In good time we were up with the parallel of Rio de Janeiro, and,
standing in for the land, the mist soon cleared; and high aloft
the famed Sugar Loaf pinnacle was seen, our bowsprit pointing for
it straight as a die.
As we glided on toward our anchorage, the bands of the various
men-of-war in harbour saluted us with national airs, and gallantly
lowered their ensigns. Nothing can exceed the courteous etiquette
of these ships, of all nations, in greeting their brethren. Of all
men, your accomplished duellist is generally the most polite.
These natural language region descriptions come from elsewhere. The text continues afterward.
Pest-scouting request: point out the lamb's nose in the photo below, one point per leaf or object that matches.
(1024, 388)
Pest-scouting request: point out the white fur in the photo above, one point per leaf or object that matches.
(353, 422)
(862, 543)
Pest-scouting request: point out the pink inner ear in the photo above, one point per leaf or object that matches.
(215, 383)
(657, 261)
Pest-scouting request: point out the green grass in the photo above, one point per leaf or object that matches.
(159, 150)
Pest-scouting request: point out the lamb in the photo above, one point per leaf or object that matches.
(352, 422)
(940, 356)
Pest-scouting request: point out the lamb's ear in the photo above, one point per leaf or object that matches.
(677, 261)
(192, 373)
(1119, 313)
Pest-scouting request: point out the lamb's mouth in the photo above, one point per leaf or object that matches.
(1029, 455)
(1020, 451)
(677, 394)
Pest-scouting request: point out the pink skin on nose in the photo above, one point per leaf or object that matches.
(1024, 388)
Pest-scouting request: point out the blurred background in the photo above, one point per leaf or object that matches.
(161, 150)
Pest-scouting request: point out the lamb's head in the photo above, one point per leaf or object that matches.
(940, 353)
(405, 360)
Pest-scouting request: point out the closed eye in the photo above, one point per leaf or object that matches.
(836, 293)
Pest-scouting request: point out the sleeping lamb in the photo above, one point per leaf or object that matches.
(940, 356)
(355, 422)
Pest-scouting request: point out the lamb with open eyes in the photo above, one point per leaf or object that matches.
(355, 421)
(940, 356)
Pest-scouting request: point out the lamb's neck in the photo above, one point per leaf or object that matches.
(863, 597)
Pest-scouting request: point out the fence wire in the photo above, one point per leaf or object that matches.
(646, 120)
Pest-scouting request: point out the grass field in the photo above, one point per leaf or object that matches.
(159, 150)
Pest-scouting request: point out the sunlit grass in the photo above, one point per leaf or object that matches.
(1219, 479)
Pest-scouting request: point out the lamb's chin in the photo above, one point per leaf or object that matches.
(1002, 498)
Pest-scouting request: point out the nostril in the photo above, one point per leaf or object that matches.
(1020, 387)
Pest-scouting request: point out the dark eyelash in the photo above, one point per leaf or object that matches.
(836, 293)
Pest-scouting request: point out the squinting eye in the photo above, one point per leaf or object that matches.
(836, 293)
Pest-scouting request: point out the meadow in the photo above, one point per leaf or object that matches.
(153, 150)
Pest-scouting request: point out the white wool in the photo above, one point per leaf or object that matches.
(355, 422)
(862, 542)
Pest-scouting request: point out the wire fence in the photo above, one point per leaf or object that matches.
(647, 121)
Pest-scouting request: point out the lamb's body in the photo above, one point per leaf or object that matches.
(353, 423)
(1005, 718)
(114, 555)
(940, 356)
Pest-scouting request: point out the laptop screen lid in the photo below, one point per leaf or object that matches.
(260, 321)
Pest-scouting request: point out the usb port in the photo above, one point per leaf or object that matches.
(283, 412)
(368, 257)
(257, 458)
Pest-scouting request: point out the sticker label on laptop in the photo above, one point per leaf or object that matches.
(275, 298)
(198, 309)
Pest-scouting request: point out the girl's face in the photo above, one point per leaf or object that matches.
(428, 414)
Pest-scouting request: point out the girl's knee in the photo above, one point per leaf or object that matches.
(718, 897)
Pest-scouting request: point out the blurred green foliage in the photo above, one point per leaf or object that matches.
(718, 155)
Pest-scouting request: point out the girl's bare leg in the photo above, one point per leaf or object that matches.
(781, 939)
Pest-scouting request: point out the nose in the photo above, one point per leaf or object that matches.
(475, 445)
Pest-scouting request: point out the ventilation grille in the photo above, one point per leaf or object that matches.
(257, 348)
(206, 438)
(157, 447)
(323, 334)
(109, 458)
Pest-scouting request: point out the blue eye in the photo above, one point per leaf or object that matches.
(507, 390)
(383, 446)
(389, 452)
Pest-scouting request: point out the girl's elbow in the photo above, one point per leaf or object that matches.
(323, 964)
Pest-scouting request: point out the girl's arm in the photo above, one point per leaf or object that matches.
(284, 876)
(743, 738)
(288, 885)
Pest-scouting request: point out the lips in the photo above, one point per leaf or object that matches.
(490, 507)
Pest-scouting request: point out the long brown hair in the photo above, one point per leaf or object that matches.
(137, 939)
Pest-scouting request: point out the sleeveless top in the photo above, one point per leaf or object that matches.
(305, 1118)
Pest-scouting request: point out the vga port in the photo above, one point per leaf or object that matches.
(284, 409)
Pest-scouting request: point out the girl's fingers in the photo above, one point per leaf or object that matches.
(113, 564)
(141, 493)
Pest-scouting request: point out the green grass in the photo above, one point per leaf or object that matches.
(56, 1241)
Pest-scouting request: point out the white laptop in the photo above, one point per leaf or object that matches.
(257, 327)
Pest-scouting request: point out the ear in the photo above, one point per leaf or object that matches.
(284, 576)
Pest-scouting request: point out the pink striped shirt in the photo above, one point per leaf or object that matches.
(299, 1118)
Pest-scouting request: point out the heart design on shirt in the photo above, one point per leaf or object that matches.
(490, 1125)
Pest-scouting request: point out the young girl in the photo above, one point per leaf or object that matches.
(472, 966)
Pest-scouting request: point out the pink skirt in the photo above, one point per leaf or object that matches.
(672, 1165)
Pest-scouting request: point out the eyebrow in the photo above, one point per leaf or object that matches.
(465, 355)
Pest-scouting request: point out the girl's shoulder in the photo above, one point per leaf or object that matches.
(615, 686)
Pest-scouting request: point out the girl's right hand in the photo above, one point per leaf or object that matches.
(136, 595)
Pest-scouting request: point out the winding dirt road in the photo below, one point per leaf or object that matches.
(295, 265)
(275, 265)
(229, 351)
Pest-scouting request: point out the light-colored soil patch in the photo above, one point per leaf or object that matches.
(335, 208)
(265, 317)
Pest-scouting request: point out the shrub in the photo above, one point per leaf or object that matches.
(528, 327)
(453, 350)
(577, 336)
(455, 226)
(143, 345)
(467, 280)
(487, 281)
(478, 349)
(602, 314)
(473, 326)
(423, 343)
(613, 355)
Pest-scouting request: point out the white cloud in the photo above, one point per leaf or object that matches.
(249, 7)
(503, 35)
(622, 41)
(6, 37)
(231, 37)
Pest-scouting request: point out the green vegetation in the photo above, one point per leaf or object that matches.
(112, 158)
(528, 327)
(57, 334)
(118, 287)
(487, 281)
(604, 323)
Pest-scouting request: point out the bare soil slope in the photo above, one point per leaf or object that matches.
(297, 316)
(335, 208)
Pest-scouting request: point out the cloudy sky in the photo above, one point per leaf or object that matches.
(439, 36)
We lay in Rio some weeks, lazily taking in stores and otherwise
preparing for the passage home. But though Rio is one of the most
magnificent bays in the world; though the city itself contains
many striking objects; and though much might be said of the Sugar
Loaf and Signal Hill heights; and the little islet of Lucia; and
the fortified Ihla Dos Cobras, or Isle of the Snakes (though the
only anacondas and adders now found in the arsenals there are
great guns and pistols); and Lord Wood's Nose--a lofty eminence
said by seamen to resemble his lordship's conch-shell; and the
Prays do Flamingo--a noble tract of beach, so called from its
having been the resort, in olden times, of those gorgeous birds;
and the charming Bay of Botofogo, which, spite of its name, is
fragrant as the neighbouring Larangieros, or Valley of the
Oranges; and the green Gloria Hill, surmounted by the belfries of
the queenly Church of Nossa Senora de Gloria; and the iron-gray
Benedictine convent near by; and the fine drive and promenade,
Passeo Publico; and the massive arch-over-arch aqueduct, Arcos de
Carico; and the Emperor's Palace; and the Empress's Gardens; and
the fine Church de Candelaria; and the gilded throne on wheels,
drawn by eight silken, silver-belled mules, in which, of pleasant
evenings, his Imperial Majesty is driven out of town to his
Moorish villa of St. Christova--ay, though much might be said of
all this, yet must I forbear, if I may, and adhere to my one
proper object, _the world in a man-of-war_.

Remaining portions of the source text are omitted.